A command-line tool in AmberTools for preparing small molecules or non-standard residues within GAFF/AMBER-compatible chemical space for molecular mechanics simulations, by automating atom/bond typing, charge generation or import, and force-field–compatible input generation. USE WHEN you are working in AMBER, dealing with molecules not covered by standard force fields, and already have a structure that can be processed (e.g., pdb, mol2, ac, gout). Typical use cases include parameterizing ligands or modified residues (assigning atom/bond types, generating or reading partial charges), converting structures from upstream tools into mol2/prepi formats, and preparing topology-ready inputs for downstream tools such as LEaP. DO NOT USE for standard residues, metal complexes, inorganic systems, or when no valid molecular structure is available (e.g., only SMILES).

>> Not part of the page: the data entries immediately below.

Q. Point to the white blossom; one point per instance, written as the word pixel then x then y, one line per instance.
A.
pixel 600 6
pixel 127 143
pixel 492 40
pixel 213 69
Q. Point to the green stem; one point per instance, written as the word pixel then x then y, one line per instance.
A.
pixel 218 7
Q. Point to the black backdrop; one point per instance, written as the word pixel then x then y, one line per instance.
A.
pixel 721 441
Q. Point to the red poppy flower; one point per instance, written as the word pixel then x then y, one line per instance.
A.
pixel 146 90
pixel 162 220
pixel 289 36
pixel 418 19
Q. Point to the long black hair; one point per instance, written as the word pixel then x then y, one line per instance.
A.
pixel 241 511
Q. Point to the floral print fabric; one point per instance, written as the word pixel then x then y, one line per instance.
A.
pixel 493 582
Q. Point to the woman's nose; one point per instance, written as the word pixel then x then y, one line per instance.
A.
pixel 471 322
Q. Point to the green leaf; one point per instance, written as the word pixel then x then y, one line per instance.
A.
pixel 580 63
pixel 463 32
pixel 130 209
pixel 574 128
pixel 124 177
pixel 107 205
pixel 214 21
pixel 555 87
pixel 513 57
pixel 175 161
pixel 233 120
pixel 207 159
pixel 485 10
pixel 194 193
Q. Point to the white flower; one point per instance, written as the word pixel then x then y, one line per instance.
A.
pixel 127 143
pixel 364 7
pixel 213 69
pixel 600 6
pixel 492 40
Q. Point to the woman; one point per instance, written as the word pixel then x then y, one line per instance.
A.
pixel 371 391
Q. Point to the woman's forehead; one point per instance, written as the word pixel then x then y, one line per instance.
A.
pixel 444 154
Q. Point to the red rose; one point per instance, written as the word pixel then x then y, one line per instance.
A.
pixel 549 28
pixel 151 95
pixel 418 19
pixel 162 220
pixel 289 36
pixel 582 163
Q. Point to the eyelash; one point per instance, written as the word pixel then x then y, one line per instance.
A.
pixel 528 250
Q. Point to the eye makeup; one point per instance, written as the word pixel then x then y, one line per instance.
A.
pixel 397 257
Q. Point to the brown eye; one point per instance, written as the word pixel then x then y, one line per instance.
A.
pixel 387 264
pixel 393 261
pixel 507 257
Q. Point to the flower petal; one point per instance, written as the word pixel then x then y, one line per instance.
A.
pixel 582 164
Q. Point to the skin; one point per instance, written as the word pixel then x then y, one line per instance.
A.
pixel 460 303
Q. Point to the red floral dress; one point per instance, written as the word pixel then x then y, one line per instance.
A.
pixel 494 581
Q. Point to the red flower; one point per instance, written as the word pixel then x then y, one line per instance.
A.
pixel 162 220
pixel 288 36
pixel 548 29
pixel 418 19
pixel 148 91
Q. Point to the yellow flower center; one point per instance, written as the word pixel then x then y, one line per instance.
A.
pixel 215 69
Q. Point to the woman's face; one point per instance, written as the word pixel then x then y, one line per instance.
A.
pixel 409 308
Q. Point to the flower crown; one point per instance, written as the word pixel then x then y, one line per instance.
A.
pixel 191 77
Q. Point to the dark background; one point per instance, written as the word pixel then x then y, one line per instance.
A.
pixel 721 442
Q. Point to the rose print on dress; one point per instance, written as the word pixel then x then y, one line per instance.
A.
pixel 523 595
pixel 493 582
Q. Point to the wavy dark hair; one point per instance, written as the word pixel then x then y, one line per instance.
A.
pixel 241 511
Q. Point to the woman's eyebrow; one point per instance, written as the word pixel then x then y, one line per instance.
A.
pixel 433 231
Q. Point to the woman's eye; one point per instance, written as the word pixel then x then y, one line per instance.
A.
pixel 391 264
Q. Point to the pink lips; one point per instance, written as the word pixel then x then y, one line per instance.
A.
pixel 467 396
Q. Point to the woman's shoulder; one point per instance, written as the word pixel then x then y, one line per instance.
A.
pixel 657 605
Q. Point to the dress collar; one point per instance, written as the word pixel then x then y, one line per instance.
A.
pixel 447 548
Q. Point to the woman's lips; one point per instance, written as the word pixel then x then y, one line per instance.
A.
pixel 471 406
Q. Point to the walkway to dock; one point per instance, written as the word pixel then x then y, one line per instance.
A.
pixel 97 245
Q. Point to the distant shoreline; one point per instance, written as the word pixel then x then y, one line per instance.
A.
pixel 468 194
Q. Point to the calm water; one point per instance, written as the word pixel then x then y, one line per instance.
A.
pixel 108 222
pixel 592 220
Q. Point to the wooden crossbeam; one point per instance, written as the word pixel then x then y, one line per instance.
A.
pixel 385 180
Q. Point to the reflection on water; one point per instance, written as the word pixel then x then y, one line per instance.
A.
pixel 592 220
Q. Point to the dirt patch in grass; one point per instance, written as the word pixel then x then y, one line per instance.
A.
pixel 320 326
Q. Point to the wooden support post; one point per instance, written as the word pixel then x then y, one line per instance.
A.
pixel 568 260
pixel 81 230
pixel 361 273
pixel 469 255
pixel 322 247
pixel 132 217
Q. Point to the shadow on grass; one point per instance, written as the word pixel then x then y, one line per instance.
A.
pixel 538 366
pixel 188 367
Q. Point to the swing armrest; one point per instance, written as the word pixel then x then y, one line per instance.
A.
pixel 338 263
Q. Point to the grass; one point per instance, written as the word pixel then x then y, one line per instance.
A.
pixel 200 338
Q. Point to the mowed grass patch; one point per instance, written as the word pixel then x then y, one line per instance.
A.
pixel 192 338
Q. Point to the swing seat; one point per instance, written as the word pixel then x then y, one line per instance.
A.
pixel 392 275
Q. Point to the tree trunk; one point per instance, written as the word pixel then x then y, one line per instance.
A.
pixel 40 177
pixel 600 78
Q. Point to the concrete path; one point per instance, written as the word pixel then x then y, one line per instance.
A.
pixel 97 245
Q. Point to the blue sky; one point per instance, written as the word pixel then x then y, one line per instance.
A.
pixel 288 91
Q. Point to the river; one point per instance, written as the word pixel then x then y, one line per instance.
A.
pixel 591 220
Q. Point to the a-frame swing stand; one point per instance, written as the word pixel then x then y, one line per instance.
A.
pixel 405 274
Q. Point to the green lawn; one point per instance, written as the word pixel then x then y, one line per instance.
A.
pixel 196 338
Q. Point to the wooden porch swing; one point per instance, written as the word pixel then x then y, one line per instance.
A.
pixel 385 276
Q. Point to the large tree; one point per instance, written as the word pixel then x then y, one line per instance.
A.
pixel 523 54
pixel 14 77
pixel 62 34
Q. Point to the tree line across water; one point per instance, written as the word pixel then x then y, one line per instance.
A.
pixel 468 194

antechamber is a command-line tool for parameterizing small organic molecules or non-standard residues for molecular mechanics simulations.
Run antechamber:
antechamber [-i INPUT_FILE] [-fi INPUT_FORMAT] [-o OUTPUT_FILE] [-fo OUTPUT_FORMAT] [options]
Usage: antechamber -i input file name
-fi input file format
-o output file name
-fo output file format
-c charge method
-cf charge file name
-nc net molecular charge (int)
-a additional file name
-fa additional file format
-ao additional file operation
crd : only read in coordinate
crg : only read in charge
radius: only read in radius
name : only read in atom name
type : only read in atom type
bond : only read in bond type
-m multiplicity (2S+1), default is 1
-rn residue name, overrides input file, default is MOL
-rf residue topology file name in prep input file,
default is molecule.res
-ch check file name for gaussian, default is 'molecule'
-ek mopac or sqm keyword, inside quotes; overwrites previous ones
-gk gaussian job keyword, inside quotes, is ignored when both -gopt and -gsp are used
-gopt gaussian job keyword for optimization, inside quotes
-gsp gaussian job keyword for single point calculation, inside quotes
-gm gaussian memory keyword, inside quotes, such as "%mem=1000MB"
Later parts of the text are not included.